Massage Therapy Schools in Florida: High Standards and Diverse Options Abound
Those considering massage therapy school in Florida will find high standards and plenty of diverse options. No matter where students go to massage school in the Sunshine State, they will have the same basic curriculum. The program may, however, include any number of extras.
Select a Florida Massage Therapy School Topic:
- Florida Massage Therapy School Requirements
- Program Options
- Massage Therapy License Requirements in Florida
- Beyond Massage School: Salary and Career Development
Florida Massage Therapy School Requirements
Florida massage schools go through a multi-step approval process. The Florida Board requires documentation that trade schools have been approved or licensed by the Department of Education/Commission for Independent Education. (If the school is within the public school system, it is considered to have met an equivalent requirement.)
In order to receive approval, schools must teach the state-mandated curriculum. A student can expect, at minimum, the following:
- Anatomy and physiology: 150 hours
- Massage theory/ history: 100 hours
- Allied modalities: 76 hours
- Practicum: 125 hours
- Hydrotherapy: 15 hours
- Business: 15 hours
- Ethics: 4 hours
- Florida laws and rules: 10 hours
- HIV/ AIDS: 3 hours
- Medical errors: 2 hours
Mandated subject hours add up to 500 hours, which is the minimum program length in Florida (and in many other states around the nation).
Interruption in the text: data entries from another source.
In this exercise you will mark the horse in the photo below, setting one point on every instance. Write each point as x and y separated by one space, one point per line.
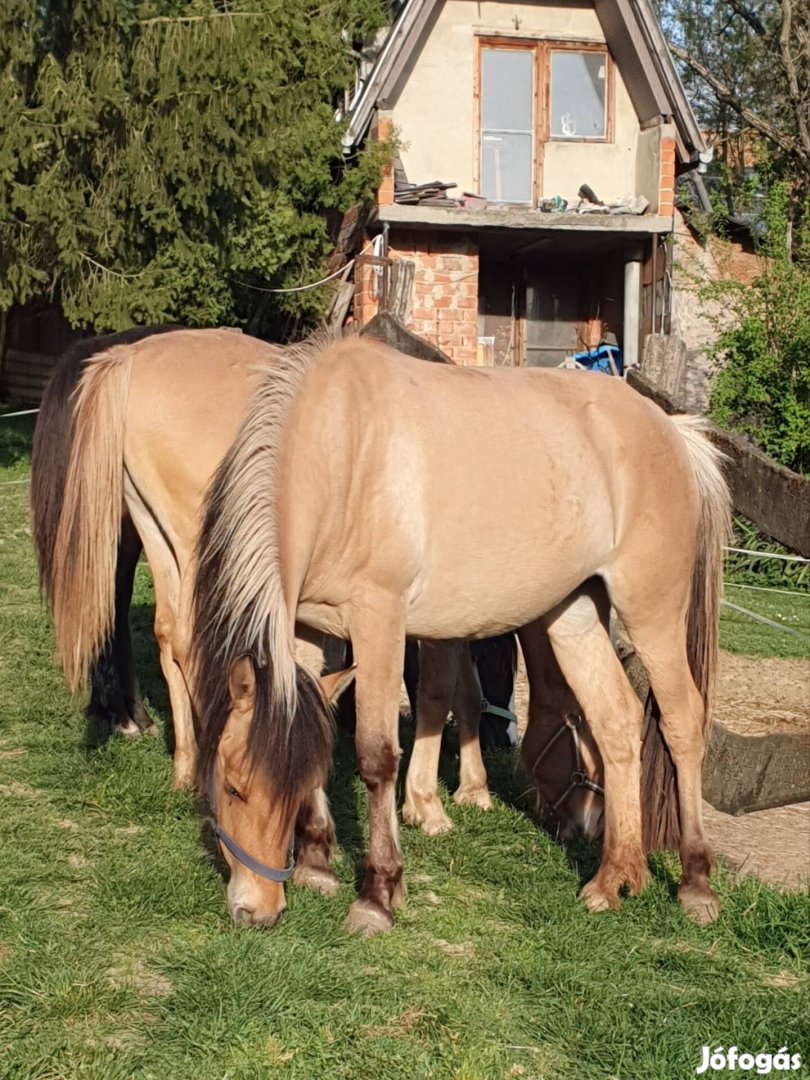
359 499
131 430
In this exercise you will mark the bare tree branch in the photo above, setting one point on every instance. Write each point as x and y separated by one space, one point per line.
786 143
790 63
750 16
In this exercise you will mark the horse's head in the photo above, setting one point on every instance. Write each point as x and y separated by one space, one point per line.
561 755
254 820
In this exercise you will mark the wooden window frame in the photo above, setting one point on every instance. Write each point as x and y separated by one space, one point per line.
542 50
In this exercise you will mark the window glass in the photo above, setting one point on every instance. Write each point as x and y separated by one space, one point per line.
578 95
507 124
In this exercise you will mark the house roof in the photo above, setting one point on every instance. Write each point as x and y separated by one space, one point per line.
632 35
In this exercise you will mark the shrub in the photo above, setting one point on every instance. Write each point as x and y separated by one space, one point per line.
763 389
However, Florida does mandate some content that is not universally required and sets the anatomy and physiology requirement a little higher than in some areas.
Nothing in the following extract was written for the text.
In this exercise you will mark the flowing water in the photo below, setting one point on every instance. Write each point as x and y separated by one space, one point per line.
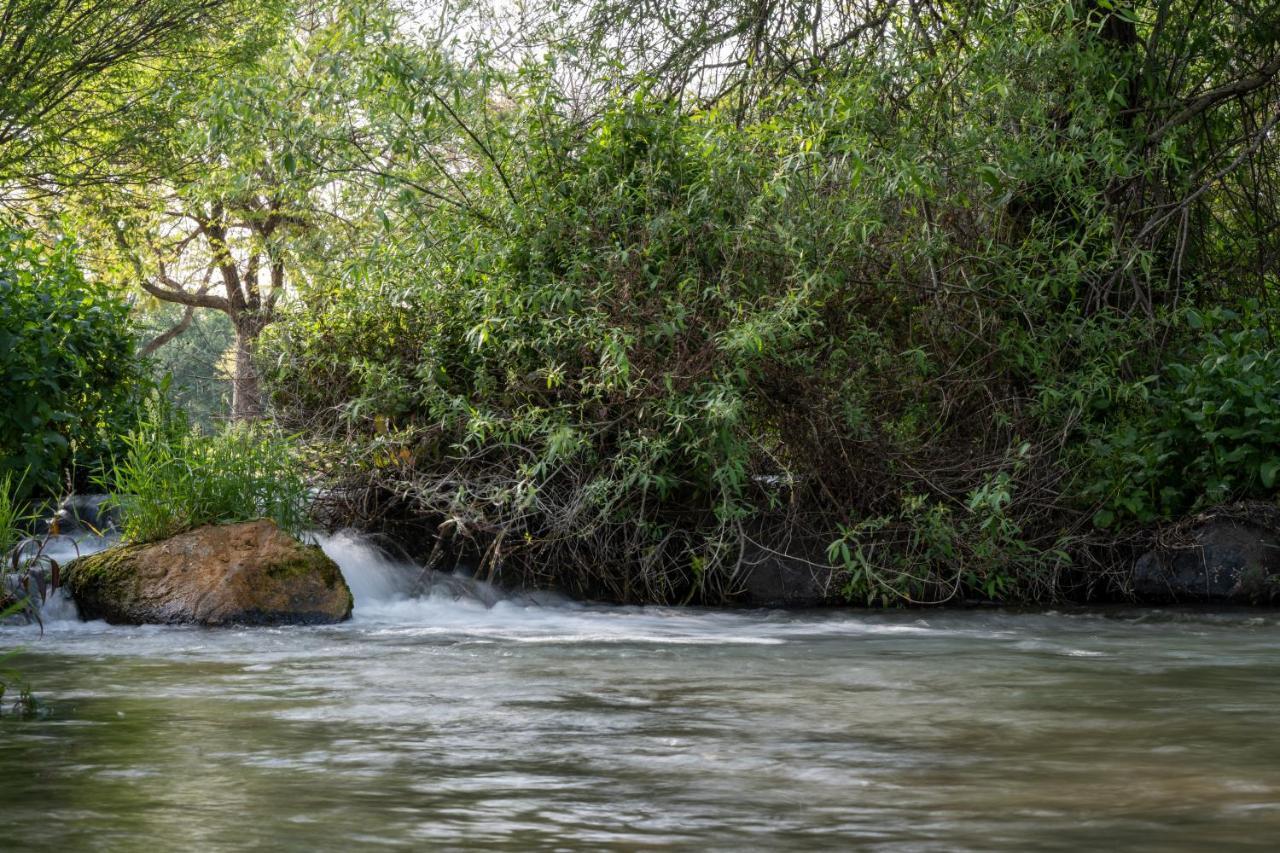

Prospective students will be glad to know that the Florida Board does some monitoring of outcomes (https://www.flrules.org/gateway/ruleno.asp?id=64B7-32.003&Section=0). If a program falls below the expected level two years in a row with regard to first-time licensing examination pass rates, it may be placed on probation; a remedial plan may also be required. (The expected level is no less than 10 percentage points less than the average of comparable Board-approved programs.)
Schools in other states must have the approval of the Department of Education or other appropriate entity; the course of study must be no less than 500 hours (http://floridasmassagetherapy.gov/licensing/licensed-massage-therapist-lmt-by-examination/).
A prospective student will find a list of approved massage therapy schools linked to from the Board’s FAQs page (http://floridasmassagetherapy.gov/education-program-faqs). One of the first things that’s apparent: There are many! Massage therapy schools are located in cities and towns throughout the state: Daytona Beach, Winter Haven, Pinnelas Park, Coconut Park, Hialeah.
If one doesn’t live in a remote area and doesn’t know people who have attended a particular school and raved about it, how does one choose?
A prospective student may wish to consider the program’s status with other standard setters. Three are 29 Florida programs that hold membership in the American Massage Therapy Association, or AMTA (https://www.amtamassage.org/schools). Accreditation by nationally recognized organizations is added validation of quality, one that is important in some jurisdictions. Some Florida programs are accredited by the Commission on Massage Therapy Accreditation, or COMTA (https://comta.org/). Some hold other recognized accreditation.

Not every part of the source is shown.